Les milliardaires au chevet de la presse “malade”

Le journal Le Monde a reçu plus d'un million de dollars de la fondation Bill et Melinda Gates, entre autres donateurs. © BelgaImage

Les milliardaires et leurs dons peuvent-ils sauver la presse? En quête d’un nouveau modèle économique, dans un contexte de défiance du public, de nombreux médias acceptent le soutien de fondations, un partenariat qui peut néanmoins soulever des questions éthiques.

Plus de 13 milliards de dollars ont été distribués dans le monde ces dix dernières années autour d’enjeux liés à l’information, selon l’ONG américaine Foundation Center. Alors que les revenus publicitaires s’écroulent, que les journaux rapetissent, ferment, ou sont rachetés, le financement des médias par le don est devenu habituel aux Etats-Unis, comme dans la santé et l’éducation.

Le thème était débattu ce week-end au 13e Festival international du journalisme de Pérouse (Italie), où de nombreux médias et institutions viennent réfléchir à leur avenir mais aussi chercher des fonds.

“Le journalisme indépendant et basé sur les faits est menacé dans le monde entier. Cela a poussé beaucoup de gens à nous soutenir”, a souligné lors d’une conférence Vivian Schiller, l’ex-dirigeante de la radio publique américaine NPR, qui avait reçu un don record de 200 millions de dollars de la veuve du fondateur de McDonald’s.

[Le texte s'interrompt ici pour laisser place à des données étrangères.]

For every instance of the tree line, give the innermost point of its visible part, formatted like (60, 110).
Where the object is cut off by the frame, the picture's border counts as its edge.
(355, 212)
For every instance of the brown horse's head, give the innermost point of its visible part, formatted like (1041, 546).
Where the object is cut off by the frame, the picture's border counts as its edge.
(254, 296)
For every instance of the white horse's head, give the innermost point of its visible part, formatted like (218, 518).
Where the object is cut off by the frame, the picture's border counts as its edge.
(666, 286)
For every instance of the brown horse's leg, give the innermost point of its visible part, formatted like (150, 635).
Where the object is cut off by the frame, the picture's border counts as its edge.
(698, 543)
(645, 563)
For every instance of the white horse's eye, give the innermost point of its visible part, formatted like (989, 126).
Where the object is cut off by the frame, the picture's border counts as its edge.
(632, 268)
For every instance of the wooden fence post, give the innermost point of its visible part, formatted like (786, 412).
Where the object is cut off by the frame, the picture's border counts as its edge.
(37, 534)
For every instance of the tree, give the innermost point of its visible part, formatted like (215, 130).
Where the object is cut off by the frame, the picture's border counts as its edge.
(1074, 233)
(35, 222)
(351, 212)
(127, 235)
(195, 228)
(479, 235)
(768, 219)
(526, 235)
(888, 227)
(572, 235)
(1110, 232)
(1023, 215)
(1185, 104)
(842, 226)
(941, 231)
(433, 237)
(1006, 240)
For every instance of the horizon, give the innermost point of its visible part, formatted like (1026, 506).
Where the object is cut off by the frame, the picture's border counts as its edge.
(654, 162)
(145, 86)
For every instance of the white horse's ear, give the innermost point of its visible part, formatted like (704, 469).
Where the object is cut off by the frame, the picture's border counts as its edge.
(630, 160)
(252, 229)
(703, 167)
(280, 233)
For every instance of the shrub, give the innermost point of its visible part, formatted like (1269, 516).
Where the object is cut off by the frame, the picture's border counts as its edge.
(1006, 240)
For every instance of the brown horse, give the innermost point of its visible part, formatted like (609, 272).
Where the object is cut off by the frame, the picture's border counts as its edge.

Ajoutés aux contributions de lecteurs et d’autres donateurs, ces sommes faramineuses font revivre, aux Etats-Unis, une presse locale de plus en plus éclatée et permettent de mener des enquêtes au long cours sur des sujets négligés. Le développement de moyens de lutte contre les infox et la recherche de nouveaux modèles économiques stables pour la presse sont aussi des priorités.

– “Renvoyer l’ascenseur” –

En France, où l’Etat soutient déjà la pluralité de l’information, le journal Le Monde a également reçu plus d’un million de dollars de la fondation Bill et Melinda Gates, entre autres donateurs, pour son site Le Monde Afrique. Les époux Gates ont aussi contribué indirectement à la publication des Panama Papers, en soutenant le consortium international des journalistes d’investigation.

En Ukraine, au Tadjikistan, en Afrique de l’Est, la fondation Open Society de George Soros appuie aussi des médias ou des ONG actives dans l’information.

Craig Newmark, le fondateur milliardaire du site Craig’s List, a donné 20 millions de dollars au site The Markup, qui enquête sur la haute technologie. Celui qui a transféré sur internet les petites annonces qui faisaient vivre les journaux locaux a désormais une école de journalisme à son nom à New York et cofinance le festival de Pérouse avec Google et Facebook.

“Une presse digne de confiance sert de système immunitaire à la démocratie”, souligne Craig Newmark. “Et ceux qui ont été chanceux doivent renvoyer l’ascenseur”.

Comment mesurer l’effet des fonds versés? “Je ne sais pas encore, je continue d’apprendre”, dit-il à l’AFP.

Ces effets éventuels sont très débattus Les milliardaires sont soupçonnés de vouloir améliorer leur image, mais surtout de pousser un agenda politique qui reste flou.

Le sociologue américain Rodney Benson s’inquiétait dans un article en 2017 du risque pour les médias de se faire “embrigader dans l’agenda politique des fondations, et d’être moins en mesure d’enquêter sur les thèmes qu’ils jugent importants”.

– Vigilance et transparence –

“Nous essayons de construire des sociétés plus fortes dans les pays où nous travaillons”, avance Nishant Lalwani, de la fondation Luminate du créateur d’eBay, Pierre Omidyar. “Nous travaillons surtout dans des pays où il est difficile de réformer les régimes politiques, même si les médias sont indépendants”.

Les fondations attribuent de nombreuses bourses sur concours, auxquels les médias et les journalistes ont appris à candidater.

Mais les plus grands partenariats entre fondations et médias s’établissent de façon informelle, avec parfois l’intervention d’intermédiaires de confiance. Adam Thomas, directeur du Centre européen pour le journalisme, une ONG qui conseille et forme les journalistes, en est un.

Selon lui, le financement des fondations fait évoluer le rôle des journalistes.

“Certains pensent qu’ils n’ont pas pour mission de changer quoi que ce soit, que leur rôle est de rester neutre. Mais de plus en plus de journalistes réfléchissent à leur impact sur la société et considèrent qu’ils jouent un rôle actif dans son évolution”, dit-il.

L’ex-rédacteur en chef du Guardian, Alan Rusbridger, reconnaît que, comme pour le modèle actuel basé sur la publicité, les journalistes doivent être vigilants, mais “si vous avez des règles et que vous êtes transparent, ça ne devrait pas être un problème”.